The subarctic temperature of the room warmed. Literally. The devil’s eyebrows rose. “I’m no human man, but yes. I would take your flesh along with your heart and soul.”



He saw my terror, and I swear it looked like someone slapped him before he recovered his composure. Then the expression was gone as fast as it appeared, leaving me wondering if my eyes had played tricks on me.

“What do I call you?” I asked, pretending to go along with his declaration that I had things all terribly wrong.

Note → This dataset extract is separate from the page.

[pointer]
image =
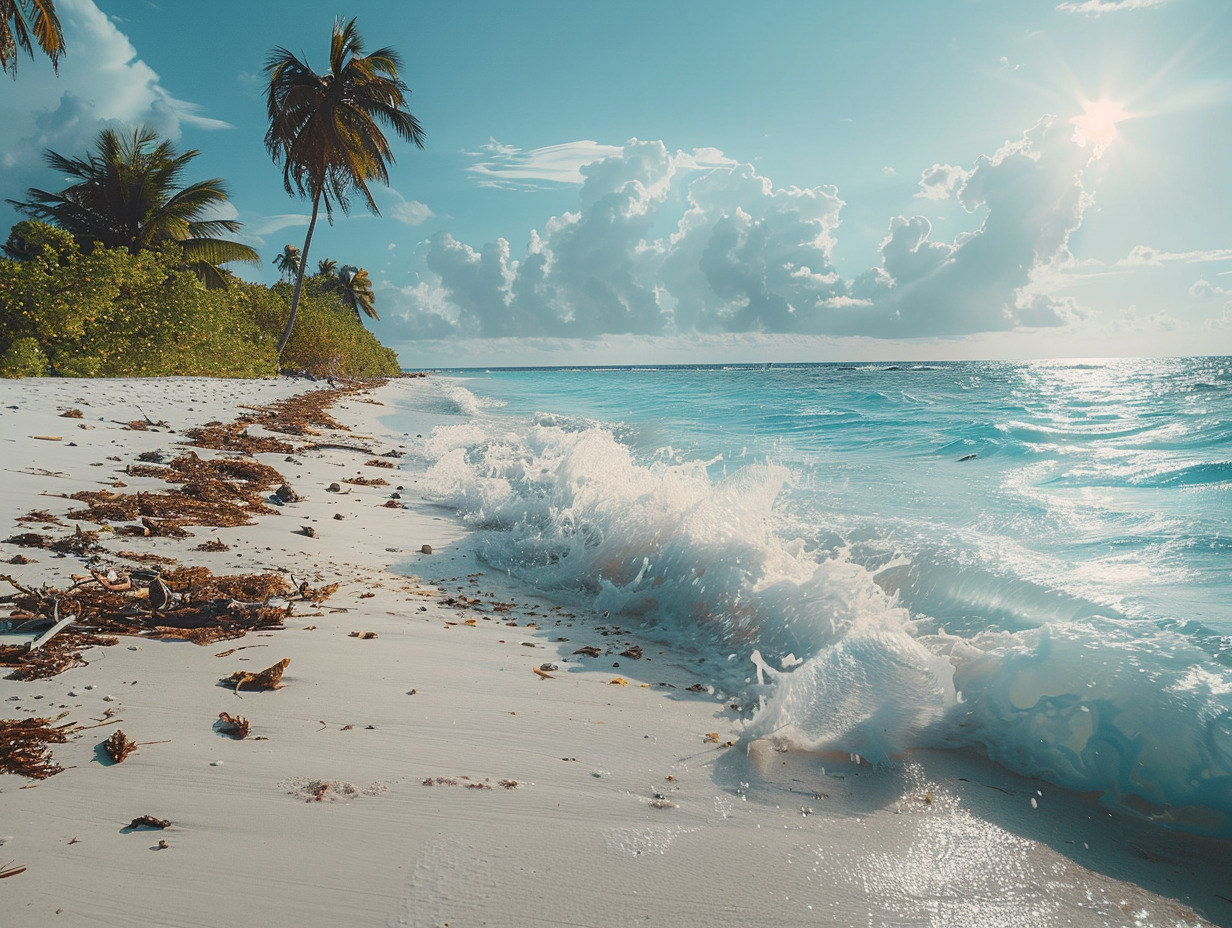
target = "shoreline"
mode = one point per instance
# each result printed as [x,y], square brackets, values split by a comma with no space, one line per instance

Our connection throbbed. His face gave nothing away, but I realized as I stared at him that the pulse came from satisfaction. His. He liked that I asked, that I wanted his opinion on something.

“When we are alone, you may call me ‘Asiri.’”

I’d never heard of that name. “Did you just make that up?”

He laughed, and the sound rose the hairs on my arms. More disturbingly, it also seemed to caress me like soft velvet. I enjoyed the sound of his laugh.

This situation was so messed up.

“No, I did not. Men and women who lived and died thousands of years ago addressed me as such. They liked me better then. They liked you too—not as much, but we can’t all be favorites.”

That didn’t even deserve a response.

“Asiri.” I tried out the word. It echoed in the cavernous room, and hot, phantom winds ruffled my hair, then resettled. In this realm, the word itself had power behind it.

I might call him this. So long as he didn’t piss me off. Otherwise, it was back to the usual gauntlet of names. Only I’d find which one annoyed him most, and I’d use that one over and over again.



The devil—Asiri—smiled at me, whether from my thoughts, which he sometimes heard, or my saying this archaic name.

There was something intimate about the name he gave me. Asiri. A name no longer spoken by humans. It was mine and his alone. My heart beat faster. I knew he could hear it because he reached up and covered the skin over it with his hand.

“Are you nervous?”

Staring at this beautiful, evil thing? This ageless god who shared a secret name with me?

“I’m petrified.”

He smiled, not unkindly, and kept his hand on my chest until the thump of my heart went back to normal.

“Better?” he asked.

“No. Your hand is still touching me.”

“It is.”

I could feel the heat from his palm seeping into me. Our bond tugged at us, beckoning us closer. Before, when the cord connected me with Andre, my soulmate had fought to keep his physical distance, fearing that if he didn’t, he’d rush me and I’d regret it.

Now that my bond had somehow attached itself to the devil, I found myself pulling away, fighting this force of nature that tried to eliminate the distance between us.